Did I mention that Kinky doesn't use a catbox? Apparently cats learn about using the catbox from other cats. I got Kinky a catbox back in the days when I was still coaxing her to go to the bathroom by wiping her butt, hoping that she would associate the place with the deed when it was time to drive the whole process herself. But Mommy uses the toilet, you see, so as soon as she was big enough to get up to the toilet she started using it Mommy was not interested in using the catbox to demo its proper use, and was also amazed that her genius cat had taught herself to use the toilet at the tender age of a few weeks. Alas, the toilet phase lasted about a week until she got frustrated with sometimes falling into the toilet and noticed that Mommy also sometimes uses her shower (for #1 only of course!!). She quickly adopted the shower as her official bathroom place, sometimes supplanted by the kitchen sink for a tinkle if Mommy is washing dishes. On car trips, the issue has never come up. On other excursions around Manila she's demonstrated the ability to hold it for at least 12 hours – she doesn't like to go in unfamiliar bathrooms – so a five- or six-hour car trip is no big deal.
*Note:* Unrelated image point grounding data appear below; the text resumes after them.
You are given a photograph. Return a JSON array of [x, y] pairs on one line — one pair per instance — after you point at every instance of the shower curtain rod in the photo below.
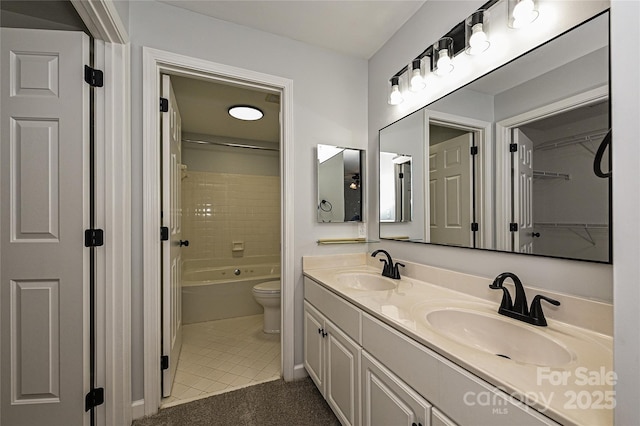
[[230, 144]]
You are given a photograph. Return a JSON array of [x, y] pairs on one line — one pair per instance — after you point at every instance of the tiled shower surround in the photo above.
[[223, 211]]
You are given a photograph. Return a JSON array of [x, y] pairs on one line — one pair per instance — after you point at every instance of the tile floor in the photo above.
[[223, 355]]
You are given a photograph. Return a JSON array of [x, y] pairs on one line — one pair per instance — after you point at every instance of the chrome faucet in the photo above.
[[389, 269], [518, 309]]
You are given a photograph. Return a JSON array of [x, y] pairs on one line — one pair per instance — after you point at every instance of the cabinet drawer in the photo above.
[[342, 313], [455, 391]]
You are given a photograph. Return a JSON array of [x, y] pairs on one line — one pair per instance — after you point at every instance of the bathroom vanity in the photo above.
[[414, 351]]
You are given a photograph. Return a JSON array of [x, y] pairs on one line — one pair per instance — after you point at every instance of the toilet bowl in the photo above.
[[268, 295]]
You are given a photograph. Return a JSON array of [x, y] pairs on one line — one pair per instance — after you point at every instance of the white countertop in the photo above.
[[578, 392]]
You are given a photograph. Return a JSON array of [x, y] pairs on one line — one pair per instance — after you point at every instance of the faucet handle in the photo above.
[[506, 303], [396, 271], [386, 269], [536, 313]]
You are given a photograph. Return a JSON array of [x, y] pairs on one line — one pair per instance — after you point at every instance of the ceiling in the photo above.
[[358, 28], [355, 27], [204, 109]]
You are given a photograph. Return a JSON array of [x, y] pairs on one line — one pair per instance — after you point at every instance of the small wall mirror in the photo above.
[[340, 184], [507, 162]]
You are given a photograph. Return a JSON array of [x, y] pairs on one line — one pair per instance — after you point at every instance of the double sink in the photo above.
[[473, 324]]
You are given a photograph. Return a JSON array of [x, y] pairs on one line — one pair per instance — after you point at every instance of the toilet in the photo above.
[[268, 295]]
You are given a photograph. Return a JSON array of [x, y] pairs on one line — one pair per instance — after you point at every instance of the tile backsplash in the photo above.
[[230, 216]]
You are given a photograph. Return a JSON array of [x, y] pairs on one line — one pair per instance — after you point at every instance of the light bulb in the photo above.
[[417, 82], [478, 41], [395, 97], [524, 13], [444, 65]]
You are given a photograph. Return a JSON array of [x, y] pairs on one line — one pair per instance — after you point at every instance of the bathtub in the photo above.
[[221, 292]]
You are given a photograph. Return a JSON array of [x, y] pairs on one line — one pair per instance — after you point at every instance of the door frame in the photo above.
[[112, 164], [503, 156], [483, 131], [155, 62]]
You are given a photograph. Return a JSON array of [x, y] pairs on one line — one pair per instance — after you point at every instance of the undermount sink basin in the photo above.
[[365, 281], [501, 337]]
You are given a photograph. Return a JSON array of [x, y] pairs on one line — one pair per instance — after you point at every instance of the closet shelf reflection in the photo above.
[[584, 228], [550, 175], [326, 241]]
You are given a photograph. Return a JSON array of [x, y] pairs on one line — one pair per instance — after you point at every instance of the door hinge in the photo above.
[[94, 77], [94, 398], [164, 105], [93, 237]]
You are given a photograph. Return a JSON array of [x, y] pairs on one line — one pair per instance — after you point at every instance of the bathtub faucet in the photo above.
[[390, 269]]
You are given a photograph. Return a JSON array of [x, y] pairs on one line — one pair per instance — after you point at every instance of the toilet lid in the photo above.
[[267, 287]]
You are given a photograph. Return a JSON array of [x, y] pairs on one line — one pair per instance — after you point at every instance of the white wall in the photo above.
[[625, 68], [330, 103]]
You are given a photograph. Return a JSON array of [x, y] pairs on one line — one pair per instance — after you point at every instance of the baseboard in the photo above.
[[299, 372], [137, 409]]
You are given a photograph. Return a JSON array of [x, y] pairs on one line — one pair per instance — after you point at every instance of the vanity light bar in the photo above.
[[469, 35]]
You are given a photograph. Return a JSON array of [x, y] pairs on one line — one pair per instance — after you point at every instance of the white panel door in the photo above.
[[343, 372], [523, 192], [171, 249], [450, 191], [44, 212], [387, 400]]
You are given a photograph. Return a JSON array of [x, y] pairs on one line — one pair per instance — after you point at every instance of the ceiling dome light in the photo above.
[[395, 97], [475, 29], [245, 112], [416, 83], [523, 13]]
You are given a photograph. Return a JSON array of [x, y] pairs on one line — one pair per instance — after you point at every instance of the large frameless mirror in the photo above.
[[507, 162], [339, 184]]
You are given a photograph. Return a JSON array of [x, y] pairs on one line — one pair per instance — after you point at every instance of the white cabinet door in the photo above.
[[439, 419], [313, 345], [332, 359], [44, 284], [387, 400], [343, 372]]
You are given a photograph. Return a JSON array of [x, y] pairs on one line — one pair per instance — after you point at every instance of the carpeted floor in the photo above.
[[275, 403]]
Here is where Kinky went above and beyond the call of duty. It was time for her Rabies booster shot and we had an hour and a half to kill right around the corner from her vet. So, yes, I took her in for her shot. The little champion whined a little bit while getting the shot (and a LOT while the vet took her temperature, she's not so kinky that she likes that) but as soon as it was over it was like nothing had happened. Then we had to leave her in the parked car on the street for two hours during yoga class – no mess, no fuss. I am in awe of this little girl. She is a superstar and a sweetheart. And she doesn't need any more shots for a year!